First post, been browsing for 3 days and came out with nothing so far.
M3 C2 V5 D5 HH:FF A1-A2,A5-A6,A1-A2,A1-4 B4-B6,B2-B4,B4-B6,B1-B2
output should be
M3 C2 V5 D5 HH:FF A1-A2,A5-A6,A1-A4 B2-B4,B4-B6,B1-B2
On col 6 and 7 there are strings in form of Ax-Ax and Bx-Bx respectively. Each string are separated by a comma ",".
How can i remove strings that are duplicates across col 6 and col 7.
For e.g if A1-A2,A1-A2 are present on col 6, i want to keep only one.
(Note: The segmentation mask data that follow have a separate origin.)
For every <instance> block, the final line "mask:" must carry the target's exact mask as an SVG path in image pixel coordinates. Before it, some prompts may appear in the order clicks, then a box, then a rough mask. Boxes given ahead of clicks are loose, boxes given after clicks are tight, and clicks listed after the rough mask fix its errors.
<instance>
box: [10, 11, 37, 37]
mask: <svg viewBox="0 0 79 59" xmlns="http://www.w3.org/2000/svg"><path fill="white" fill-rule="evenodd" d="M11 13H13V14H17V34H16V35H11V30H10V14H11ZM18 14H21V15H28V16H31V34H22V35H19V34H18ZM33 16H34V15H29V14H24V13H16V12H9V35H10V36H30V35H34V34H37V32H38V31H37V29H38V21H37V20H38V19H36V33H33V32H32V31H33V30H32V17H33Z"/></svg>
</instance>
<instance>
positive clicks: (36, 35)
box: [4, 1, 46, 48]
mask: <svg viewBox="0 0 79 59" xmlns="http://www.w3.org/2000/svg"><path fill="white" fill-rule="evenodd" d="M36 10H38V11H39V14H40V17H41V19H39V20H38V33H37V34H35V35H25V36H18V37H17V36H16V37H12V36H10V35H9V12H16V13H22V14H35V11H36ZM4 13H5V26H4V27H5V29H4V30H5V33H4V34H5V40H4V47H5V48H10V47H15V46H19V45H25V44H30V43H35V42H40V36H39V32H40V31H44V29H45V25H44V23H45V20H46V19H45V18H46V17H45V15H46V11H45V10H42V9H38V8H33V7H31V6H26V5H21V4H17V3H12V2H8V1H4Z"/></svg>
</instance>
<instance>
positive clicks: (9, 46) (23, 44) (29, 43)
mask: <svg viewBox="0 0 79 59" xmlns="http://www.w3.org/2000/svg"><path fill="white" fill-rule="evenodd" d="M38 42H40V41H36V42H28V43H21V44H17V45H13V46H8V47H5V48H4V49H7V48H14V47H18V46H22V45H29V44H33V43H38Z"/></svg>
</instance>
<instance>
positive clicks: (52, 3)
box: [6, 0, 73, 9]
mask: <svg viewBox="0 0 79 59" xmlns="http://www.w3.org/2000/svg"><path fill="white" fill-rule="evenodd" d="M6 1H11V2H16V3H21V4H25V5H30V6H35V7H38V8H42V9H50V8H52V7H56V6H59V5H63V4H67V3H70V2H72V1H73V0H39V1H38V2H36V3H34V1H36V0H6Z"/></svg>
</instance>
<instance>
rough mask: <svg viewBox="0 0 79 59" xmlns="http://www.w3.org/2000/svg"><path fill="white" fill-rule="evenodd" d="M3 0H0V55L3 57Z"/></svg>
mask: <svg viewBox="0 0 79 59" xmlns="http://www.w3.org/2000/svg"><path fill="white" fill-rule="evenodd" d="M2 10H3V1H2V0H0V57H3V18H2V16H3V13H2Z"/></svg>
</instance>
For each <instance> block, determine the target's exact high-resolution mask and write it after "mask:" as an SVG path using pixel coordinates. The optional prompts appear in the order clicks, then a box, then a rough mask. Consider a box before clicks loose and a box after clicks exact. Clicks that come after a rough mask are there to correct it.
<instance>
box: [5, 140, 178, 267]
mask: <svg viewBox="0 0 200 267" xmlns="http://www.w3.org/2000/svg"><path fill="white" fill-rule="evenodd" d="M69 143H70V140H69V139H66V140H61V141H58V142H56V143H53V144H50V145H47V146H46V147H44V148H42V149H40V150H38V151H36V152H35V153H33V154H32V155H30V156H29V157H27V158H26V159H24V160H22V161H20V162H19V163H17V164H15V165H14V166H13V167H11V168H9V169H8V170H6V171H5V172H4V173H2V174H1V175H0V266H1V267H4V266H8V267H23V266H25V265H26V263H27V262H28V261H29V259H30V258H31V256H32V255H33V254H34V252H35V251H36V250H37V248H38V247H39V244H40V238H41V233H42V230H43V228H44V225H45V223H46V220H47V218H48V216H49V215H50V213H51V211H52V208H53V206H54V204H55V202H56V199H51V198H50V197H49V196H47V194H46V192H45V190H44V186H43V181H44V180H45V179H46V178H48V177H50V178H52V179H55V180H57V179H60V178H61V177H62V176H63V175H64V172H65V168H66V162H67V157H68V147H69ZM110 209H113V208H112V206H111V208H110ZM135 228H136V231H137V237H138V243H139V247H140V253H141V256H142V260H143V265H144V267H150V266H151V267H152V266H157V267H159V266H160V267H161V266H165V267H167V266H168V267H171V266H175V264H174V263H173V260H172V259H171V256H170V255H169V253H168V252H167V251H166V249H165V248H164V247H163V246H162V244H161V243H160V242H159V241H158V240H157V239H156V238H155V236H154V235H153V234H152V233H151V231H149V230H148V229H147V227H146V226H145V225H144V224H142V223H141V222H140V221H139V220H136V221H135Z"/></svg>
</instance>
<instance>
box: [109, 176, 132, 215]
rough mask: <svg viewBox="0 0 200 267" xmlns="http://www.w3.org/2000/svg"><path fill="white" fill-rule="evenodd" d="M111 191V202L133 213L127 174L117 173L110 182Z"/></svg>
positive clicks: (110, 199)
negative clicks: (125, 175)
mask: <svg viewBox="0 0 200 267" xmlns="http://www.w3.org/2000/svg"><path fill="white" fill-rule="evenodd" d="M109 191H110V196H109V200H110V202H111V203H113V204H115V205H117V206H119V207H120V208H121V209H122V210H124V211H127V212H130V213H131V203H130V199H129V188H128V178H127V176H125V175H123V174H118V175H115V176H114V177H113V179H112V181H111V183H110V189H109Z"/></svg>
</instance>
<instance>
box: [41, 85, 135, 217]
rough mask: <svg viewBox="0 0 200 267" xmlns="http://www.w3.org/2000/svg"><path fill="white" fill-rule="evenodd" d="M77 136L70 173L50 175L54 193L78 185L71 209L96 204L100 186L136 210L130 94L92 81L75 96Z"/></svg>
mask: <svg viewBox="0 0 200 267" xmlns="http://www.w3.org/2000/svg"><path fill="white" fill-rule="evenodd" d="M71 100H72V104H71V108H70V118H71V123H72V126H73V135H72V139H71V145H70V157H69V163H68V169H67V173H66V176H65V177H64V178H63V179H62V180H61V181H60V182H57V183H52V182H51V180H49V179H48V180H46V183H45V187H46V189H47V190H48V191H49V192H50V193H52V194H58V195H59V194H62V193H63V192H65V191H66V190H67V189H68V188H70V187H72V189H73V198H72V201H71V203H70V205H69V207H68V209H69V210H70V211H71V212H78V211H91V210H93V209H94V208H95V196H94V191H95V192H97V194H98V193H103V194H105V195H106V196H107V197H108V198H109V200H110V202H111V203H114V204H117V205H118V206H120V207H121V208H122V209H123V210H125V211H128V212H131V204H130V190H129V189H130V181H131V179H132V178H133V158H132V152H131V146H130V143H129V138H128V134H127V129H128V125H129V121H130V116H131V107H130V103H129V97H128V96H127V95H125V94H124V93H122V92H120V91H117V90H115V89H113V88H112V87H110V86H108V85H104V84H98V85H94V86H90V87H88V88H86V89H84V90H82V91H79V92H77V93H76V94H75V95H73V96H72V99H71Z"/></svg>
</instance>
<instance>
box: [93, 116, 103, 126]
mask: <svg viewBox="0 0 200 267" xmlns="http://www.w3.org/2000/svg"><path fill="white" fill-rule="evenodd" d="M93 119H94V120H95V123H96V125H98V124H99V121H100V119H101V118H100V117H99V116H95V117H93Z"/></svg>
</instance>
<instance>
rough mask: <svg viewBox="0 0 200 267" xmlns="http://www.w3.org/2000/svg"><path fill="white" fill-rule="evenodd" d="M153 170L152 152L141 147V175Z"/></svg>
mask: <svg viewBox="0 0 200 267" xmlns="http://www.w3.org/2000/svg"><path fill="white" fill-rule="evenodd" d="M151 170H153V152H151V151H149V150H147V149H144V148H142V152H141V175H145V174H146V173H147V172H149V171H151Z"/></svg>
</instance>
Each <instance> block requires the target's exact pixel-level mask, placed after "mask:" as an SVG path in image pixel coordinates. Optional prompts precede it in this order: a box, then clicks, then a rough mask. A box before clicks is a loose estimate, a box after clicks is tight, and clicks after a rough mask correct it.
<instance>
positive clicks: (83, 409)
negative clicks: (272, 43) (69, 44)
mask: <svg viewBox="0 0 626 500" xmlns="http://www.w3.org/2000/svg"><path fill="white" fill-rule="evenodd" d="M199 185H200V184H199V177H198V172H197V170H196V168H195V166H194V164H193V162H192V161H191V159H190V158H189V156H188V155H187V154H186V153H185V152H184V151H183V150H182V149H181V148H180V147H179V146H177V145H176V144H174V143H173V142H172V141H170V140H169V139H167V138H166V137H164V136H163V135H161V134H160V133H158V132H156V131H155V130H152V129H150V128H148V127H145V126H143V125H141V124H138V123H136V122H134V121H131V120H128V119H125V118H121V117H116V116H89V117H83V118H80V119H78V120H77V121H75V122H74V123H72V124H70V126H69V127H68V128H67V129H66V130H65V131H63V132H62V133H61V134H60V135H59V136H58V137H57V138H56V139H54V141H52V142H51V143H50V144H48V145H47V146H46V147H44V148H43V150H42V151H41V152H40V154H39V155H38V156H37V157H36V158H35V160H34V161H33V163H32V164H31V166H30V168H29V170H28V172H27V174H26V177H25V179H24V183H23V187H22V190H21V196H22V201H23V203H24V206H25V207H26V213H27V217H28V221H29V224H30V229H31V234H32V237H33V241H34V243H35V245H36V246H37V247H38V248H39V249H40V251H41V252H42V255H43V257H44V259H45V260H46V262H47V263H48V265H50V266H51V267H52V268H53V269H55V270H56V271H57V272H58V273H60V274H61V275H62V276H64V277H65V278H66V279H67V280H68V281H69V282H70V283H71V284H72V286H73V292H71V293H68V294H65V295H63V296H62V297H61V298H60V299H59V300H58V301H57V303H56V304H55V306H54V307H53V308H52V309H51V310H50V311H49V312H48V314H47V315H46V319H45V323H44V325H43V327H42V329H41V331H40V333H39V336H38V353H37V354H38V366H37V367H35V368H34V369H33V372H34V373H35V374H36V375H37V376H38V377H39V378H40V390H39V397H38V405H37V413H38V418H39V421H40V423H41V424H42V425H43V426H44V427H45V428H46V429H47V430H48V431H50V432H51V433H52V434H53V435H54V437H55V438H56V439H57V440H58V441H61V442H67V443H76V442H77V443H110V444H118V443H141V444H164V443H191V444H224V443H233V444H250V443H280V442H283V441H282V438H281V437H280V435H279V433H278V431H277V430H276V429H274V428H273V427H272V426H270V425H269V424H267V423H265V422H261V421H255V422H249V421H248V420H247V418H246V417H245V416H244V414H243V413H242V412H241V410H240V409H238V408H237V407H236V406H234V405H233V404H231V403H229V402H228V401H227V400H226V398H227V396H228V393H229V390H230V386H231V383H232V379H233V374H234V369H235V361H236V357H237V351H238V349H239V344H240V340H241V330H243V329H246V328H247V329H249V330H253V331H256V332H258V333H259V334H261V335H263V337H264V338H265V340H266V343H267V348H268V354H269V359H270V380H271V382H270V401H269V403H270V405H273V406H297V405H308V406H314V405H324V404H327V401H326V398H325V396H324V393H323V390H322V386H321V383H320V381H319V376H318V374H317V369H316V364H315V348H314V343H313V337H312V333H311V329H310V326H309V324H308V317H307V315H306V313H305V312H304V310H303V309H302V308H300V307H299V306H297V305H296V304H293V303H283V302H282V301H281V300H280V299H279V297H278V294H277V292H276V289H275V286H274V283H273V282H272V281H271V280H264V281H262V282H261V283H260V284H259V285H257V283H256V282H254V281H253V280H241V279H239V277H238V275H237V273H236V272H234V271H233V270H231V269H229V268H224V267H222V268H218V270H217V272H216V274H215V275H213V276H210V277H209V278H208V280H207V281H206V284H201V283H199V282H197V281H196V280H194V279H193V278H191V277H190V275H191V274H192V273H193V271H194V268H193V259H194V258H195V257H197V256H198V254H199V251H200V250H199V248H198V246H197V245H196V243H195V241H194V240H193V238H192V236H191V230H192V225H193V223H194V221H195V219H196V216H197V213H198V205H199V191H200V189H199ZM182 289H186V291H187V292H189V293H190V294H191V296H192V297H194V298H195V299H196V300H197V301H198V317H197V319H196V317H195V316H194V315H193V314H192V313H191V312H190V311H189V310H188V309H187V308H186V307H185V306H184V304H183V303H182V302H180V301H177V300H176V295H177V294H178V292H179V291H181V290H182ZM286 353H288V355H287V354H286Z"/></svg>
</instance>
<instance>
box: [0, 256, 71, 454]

awk '{ while(++i<=NF) printf (!a[$i]++) ? $i FS : ","; i=split("",a); print ""}' data
Saw a question like mine on SO , but im stuck.
What am i doing wrong ?
awk '
BEGIN { FS="\t" } ;
{
split($6, valueArray,",");
j=0;
for (i in valueArray)
{
if (!( valueArray in duplicateArray))
{
duplicateArray[j] = valueArray;
j++;
}
};
printf $1 "\t";
for (j in duplicateArray)
{
if (duplicateArray[j]) {
printf duplicateArray[j] ",";
}
}
printf "\t";
print $8
}'
After many failed attempts i came out with the solution of breaking the delimiters to remove duplicate fields across each row, only to realize that I need to regroup all As under col 6 and Bs under col 7. Back to square 1 !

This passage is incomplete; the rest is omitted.